Families Call for Legislative Reform to Enforce Coronial Safety Recommendations
Following a ruling that certain heavy machinery brakes are unsafe, victims' families call for enforced responses to coronial recommendations in New Zealand.
By: AXL Media
Published: Apr 24, 2026, 11:00 AM EDT
Source: RNZ Pacific

The "Inherently Unsafe" Verdict on Cardan Shaft Brakes
A years-long coronial inquiry into the 2018 death of Auckland construction worker Graeme Rabbits has culminated in a scathing assessment of cardan shaft parking brakes. Coroner Erin Woolley officially ruled that the braking system, widely used in telehandlers and other heavy machinery, is inherently unsafe. The finding follows an eight-year private investigation by the victim's father, Selwyn Rabbits, who identified critical failure points in the system that led to his son's fatal injuries on an Auckland worksite.

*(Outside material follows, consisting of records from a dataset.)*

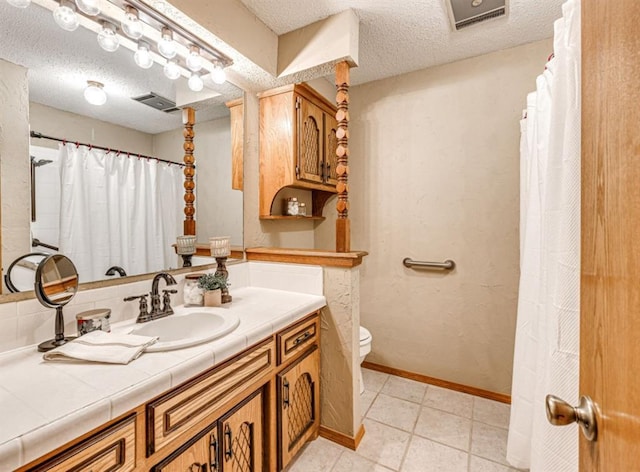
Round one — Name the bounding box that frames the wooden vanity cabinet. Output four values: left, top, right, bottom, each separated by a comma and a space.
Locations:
277, 345, 320, 470
260, 84, 338, 218
18, 312, 320, 472
151, 390, 266, 472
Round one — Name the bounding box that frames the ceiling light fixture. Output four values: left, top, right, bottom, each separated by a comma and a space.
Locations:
121, 5, 142, 39
7, 0, 31, 8
158, 26, 178, 59
98, 21, 120, 52
211, 62, 227, 85
187, 44, 202, 72
133, 41, 153, 69
76, 0, 101, 16
84, 80, 107, 106
164, 59, 182, 80
53, 0, 80, 31
188, 72, 204, 92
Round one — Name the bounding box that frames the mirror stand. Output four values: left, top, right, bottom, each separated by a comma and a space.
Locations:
38, 306, 76, 352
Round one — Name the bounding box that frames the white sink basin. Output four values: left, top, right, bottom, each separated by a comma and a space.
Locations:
131, 308, 240, 352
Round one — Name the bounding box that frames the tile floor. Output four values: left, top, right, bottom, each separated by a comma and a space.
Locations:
288, 369, 517, 472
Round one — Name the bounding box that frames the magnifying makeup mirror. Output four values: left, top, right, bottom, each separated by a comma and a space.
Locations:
35, 254, 78, 352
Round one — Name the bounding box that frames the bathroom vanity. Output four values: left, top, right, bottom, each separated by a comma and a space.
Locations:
0, 278, 325, 472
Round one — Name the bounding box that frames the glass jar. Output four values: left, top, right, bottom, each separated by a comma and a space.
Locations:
285, 197, 299, 216
183, 274, 204, 306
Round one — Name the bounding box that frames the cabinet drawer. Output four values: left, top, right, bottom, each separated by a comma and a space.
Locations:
276, 313, 320, 365
146, 339, 275, 457
29, 415, 136, 472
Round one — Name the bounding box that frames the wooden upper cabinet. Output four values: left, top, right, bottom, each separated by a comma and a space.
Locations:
260, 84, 337, 218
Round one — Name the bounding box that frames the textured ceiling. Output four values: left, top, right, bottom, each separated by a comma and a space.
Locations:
0, 1, 242, 134
241, 0, 565, 84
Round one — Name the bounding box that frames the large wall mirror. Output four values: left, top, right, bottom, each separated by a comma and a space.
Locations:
0, 2, 243, 293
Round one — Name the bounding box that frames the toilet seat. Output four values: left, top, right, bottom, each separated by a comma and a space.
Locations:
360, 326, 371, 344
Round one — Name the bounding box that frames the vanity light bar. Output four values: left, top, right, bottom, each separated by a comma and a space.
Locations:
117, 0, 233, 67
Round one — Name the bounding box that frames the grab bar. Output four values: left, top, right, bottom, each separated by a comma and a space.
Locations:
402, 257, 456, 270
31, 238, 59, 251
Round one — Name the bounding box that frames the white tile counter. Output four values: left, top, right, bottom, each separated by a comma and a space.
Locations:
0, 264, 325, 471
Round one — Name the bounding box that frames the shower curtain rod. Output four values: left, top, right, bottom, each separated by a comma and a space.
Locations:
29, 131, 185, 167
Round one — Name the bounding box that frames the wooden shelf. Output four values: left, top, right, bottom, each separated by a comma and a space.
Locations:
260, 215, 325, 221
245, 247, 369, 268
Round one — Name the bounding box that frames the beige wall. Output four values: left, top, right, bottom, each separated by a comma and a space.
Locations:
153, 116, 243, 246
0, 60, 31, 271
29, 102, 153, 155
342, 41, 552, 393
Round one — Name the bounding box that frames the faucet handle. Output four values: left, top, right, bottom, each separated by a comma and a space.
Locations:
124, 293, 149, 323
162, 289, 178, 315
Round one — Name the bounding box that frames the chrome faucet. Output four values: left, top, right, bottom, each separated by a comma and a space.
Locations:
124, 272, 178, 323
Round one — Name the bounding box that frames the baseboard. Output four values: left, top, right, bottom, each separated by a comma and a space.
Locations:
320, 425, 364, 451
362, 361, 511, 404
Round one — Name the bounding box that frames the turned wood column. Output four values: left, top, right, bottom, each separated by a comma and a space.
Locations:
336, 62, 351, 252
182, 107, 196, 235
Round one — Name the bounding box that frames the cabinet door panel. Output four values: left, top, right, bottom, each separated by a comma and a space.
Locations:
151, 423, 219, 472
324, 113, 338, 187
278, 346, 320, 469
296, 97, 324, 183
220, 390, 264, 472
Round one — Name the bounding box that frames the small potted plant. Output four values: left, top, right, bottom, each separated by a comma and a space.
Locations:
198, 274, 227, 306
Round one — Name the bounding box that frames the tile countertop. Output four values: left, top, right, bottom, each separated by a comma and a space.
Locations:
0, 287, 326, 470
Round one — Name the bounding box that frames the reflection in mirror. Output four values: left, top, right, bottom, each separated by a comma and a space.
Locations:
0, 2, 242, 292
35, 254, 78, 352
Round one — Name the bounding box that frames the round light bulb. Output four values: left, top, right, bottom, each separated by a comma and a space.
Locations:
121, 5, 142, 39
133, 41, 153, 69
53, 0, 80, 31
158, 28, 178, 59
188, 72, 204, 92
98, 21, 120, 52
164, 61, 181, 80
84, 80, 107, 106
7, 0, 31, 8
187, 46, 202, 72
211, 64, 227, 85
76, 0, 100, 16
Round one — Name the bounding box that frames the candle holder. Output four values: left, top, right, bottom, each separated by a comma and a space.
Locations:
215, 256, 233, 303
176, 235, 196, 267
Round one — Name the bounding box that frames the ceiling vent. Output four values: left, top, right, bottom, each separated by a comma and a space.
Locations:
131, 92, 179, 113
449, 0, 507, 30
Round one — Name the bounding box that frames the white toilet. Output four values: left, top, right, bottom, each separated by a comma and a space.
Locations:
359, 326, 371, 394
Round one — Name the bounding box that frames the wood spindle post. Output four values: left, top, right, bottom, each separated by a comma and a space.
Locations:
336, 62, 351, 252
182, 107, 196, 235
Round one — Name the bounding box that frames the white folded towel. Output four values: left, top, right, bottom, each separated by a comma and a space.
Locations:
42, 330, 158, 364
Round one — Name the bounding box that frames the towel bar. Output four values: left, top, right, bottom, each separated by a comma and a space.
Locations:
402, 257, 456, 270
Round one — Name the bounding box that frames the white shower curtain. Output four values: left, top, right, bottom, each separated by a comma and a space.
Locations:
60, 144, 183, 282
507, 0, 580, 472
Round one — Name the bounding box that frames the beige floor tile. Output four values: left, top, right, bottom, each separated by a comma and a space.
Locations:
362, 369, 391, 393
414, 407, 471, 452
471, 421, 508, 465
469, 456, 518, 472
423, 385, 473, 418
287, 438, 345, 472
356, 419, 411, 470
331, 450, 392, 472
360, 390, 378, 418
367, 393, 420, 432
400, 436, 468, 472
473, 397, 511, 429
381, 375, 427, 403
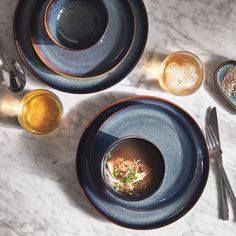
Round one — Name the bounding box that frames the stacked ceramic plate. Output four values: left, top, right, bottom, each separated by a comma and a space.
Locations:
77, 97, 209, 229
14, 0, 148, 93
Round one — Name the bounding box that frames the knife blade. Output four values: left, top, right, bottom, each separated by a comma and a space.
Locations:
207, 107, 229, 220
209, 107, 220, 144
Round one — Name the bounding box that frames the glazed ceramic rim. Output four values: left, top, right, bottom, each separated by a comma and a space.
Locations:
17, 89, 63, 135
90, 103, 197, 212
101, 136, 166, 202
159, 51, 206, 97
214, 60, 236, 109
30, 0, 137, 80
76, 96, 210, 230
44, 0, 109, 51
13, 0, 149, 94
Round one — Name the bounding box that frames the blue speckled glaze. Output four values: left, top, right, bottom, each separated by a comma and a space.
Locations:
91, 105, 198, 210
33, 0, 134, 78
45, 0, 108, 50
215, 61, 236, 109
14, 0, 138, 87
77, 97, 209, 229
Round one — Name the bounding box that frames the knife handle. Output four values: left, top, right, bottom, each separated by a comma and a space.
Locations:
216, 160, 229, 220
219, 164, 236, 210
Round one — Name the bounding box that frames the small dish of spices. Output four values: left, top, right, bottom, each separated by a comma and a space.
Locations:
215, 60, 236, 109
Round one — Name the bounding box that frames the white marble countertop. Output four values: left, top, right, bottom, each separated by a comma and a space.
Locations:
0, 0, 236, 236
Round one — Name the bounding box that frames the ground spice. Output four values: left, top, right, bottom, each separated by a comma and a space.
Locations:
222, 66, 236, 97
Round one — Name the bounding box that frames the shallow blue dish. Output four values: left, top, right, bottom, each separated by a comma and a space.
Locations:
215, 60, 236, 109
14, 0, 148, 93
76, 97, 209, 229
44, 0, 108, 50
32, 0, 135, 79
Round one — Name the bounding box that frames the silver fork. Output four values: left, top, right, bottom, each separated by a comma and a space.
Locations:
205, 125, 236, 214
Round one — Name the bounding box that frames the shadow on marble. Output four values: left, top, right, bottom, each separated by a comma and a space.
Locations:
204, 55, 236, 115
128, 49, 167, 93
21, 92, 135, 221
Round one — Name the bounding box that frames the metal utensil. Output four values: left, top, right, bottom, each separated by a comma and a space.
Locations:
206, 125, 236, 212
0, 41, 26, 93
207, 108, 229, 220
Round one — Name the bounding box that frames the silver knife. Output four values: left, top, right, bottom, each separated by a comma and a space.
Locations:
207, 107, 229, 220
209, 107, 236, 215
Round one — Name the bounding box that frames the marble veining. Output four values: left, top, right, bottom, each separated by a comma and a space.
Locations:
0, 0, 236, 236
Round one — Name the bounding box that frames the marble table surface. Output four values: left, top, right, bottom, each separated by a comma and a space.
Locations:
0, 0, 236, 236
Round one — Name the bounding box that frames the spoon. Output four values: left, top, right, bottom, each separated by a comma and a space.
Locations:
0, 41, 26, 93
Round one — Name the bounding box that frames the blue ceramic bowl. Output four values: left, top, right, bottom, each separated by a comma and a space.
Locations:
14, 0, 148, 94
44, 0, 108, 50
76, 97, 209, 229
101, 136, 165, 201
215, 60, 236, 109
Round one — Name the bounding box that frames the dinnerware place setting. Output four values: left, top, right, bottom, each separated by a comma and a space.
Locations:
0, 0, 236, 229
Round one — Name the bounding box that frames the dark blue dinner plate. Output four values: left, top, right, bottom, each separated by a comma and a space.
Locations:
77, 97, 209, 229
14, 0, 148, 93
32, 0, 135, 79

Despite the coroner’s clear message, the New Zealand Transport Agency (NZTA) has publicly disagreed with the "inherently unsafe" classification. The agency maintains that the system is safe provided it is serviced, tested, and utilized correctly. This fundamental disagreement between judicial findings and executive agency policy has sparked a heated debate regarding the weight of coronial recommendations in New Zealand’s justice system.
A Demand for Transparency and Accountability
Under current New Zealand law, organizations are not required to follow a coroner’s recommendations or even provide a formal justification for rejecting them. Selwyn Rabbits and other advocates are calling for the establishment of a formal register to track recommendations and organization responses. The goal is to ensure that critical safety warnings do not "languish" in archives without prompting tangible change in the sectors they target.
This push for transparency is shared by families across different sectors, including mental health. Ricky Gray, whose brother Shaun died in a psychiatric ward in 2014, noted that coroners often issue "carbon copy" recommendations across different cases because the initial warnings were never addressed. Advocates argue that without a mandatory "explain or comply" mechanism, the coronial process fails to prevent future tragedies, effectively rendering the inquiry process toothless in the face of bureaucratic resistance.